La guérison de Lisa a été également un grand soulagement pour sa femme. Mme Mafuta, sa mère a enduré cette souffrance à côté de sa fille. « Nous avons pleuré pendant plusieurs années. Je remercie Dieu pour sa guérison. Je remercie également le Conafed, l’AMEPEKI et Medicus Mundi pour cet acte », a-t-elle souligné.
Implication du Conafed
Mme Jeanne Nzuzi Nsamba, Secrétaire permanente du Conafed indique que Lisa est l’une des bénéficiaires des programmes de lutte contre les violences sexuelles et basées sur le genre. Un projet exécuté par le Conafed avec l’appui de Medicus Mundi. Elle et sa famille sont membres de l’AMAPEKI, qui bénéficiait d’un projet financé par l’ong Suédoise DIAKONIA. Ce programme appuyait les femmes paysannes. A travers leur présidente Mme Maguy Nzebo, le Conafed a été saisi du problème. «Nous avons contacté l’UNFPA qui a dit qu’il intervenait dans le cadre de la campagne et que la campagne avait déjà pris fin.
Quand l’association a organisé une deuxième phase de son projet d’autonomisation économique et politique de la femme paysanne, le Conafed a invité la ministre sortante du Genre, Mme Chantal Safu qui, elle, a recommandé de contacter l’hôpital Mutombo Dikembe pour ce cas de fistule. Cette structure également intervient dans le cadre d’une campagne.
Avec le risque d’une infection généralisée pouvant affecter ses reins, le Conafed a été obligé de prendre des choses en mains en vue de trouver une solution à ce problème. Les membres de son association, AMAPEKI ont décidé de venir en aide dans les cas qui dépassent les familles. Ils se sont cotisés et le CONAFED a contribué sur fond propre. Ensemble, ils ont vu le médecin qui a accepté d’intervenir à hauteur de plus de 800 dollars américains, avant sa sortie de l’hôpital.
« C’est une satisfaction pour le Conafed. En appuyant un volet d’autonomisation économique, il est nécessaire de voir aussi le développement dans son intégralité. Lisa est une survivante. Malheureusement, elle a accouché d’un enfant qui n’a pas survécu. Mais au moins elle réintègre la société après plusieurs années de souffrance à travers ce programme de développement intégral », rassure-t-elle.
Elle indique que des pareils cas existent beaucoup dans la périphérie de la ville province de Kinshasa où on trouve des femmes qui se rendent au champ et celles qui pratiquent des petits commerces sont exposées à des différents types de violences.

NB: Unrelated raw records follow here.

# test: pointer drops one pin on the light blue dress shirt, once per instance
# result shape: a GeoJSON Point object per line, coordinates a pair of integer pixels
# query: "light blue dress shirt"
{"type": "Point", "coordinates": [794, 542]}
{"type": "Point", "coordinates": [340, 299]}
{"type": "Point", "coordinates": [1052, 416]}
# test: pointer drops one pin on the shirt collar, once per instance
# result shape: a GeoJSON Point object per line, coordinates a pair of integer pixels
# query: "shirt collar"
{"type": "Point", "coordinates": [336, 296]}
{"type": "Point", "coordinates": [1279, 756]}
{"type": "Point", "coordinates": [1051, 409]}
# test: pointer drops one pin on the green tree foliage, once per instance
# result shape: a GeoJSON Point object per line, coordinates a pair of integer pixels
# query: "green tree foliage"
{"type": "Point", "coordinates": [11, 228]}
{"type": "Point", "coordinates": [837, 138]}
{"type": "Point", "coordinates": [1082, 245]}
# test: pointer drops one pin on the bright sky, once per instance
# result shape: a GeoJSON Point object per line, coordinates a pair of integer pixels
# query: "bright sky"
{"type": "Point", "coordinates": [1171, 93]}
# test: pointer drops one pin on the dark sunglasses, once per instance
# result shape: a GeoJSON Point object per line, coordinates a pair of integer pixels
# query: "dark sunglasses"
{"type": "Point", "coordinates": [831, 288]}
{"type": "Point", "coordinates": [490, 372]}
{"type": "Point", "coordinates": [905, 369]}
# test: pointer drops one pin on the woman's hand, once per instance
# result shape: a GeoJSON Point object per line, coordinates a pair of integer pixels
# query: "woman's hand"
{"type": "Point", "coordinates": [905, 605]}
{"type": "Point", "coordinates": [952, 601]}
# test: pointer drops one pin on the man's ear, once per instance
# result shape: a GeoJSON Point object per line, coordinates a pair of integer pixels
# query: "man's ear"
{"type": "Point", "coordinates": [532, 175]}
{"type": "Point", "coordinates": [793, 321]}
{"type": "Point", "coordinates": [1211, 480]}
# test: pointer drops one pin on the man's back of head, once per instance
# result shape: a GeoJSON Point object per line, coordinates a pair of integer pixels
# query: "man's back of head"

Et la population préfèrent des arrangements à l’amiable.
La fistule obstétricale est un fléau qui touche les différentes couches sociales de la population congolaise. Cette maladie survient fréquemment chez les adolescentes, qui sont plus à risque de suite de complications à l’accouchement. Marginalisés et négligés, elles sont isolées et souffrent en silence, sans aucun espoir ni dignité. Et la persistance de cette maladie pourtant guérissable, illustre de graves inégalités et le déni des droits et de la dignité.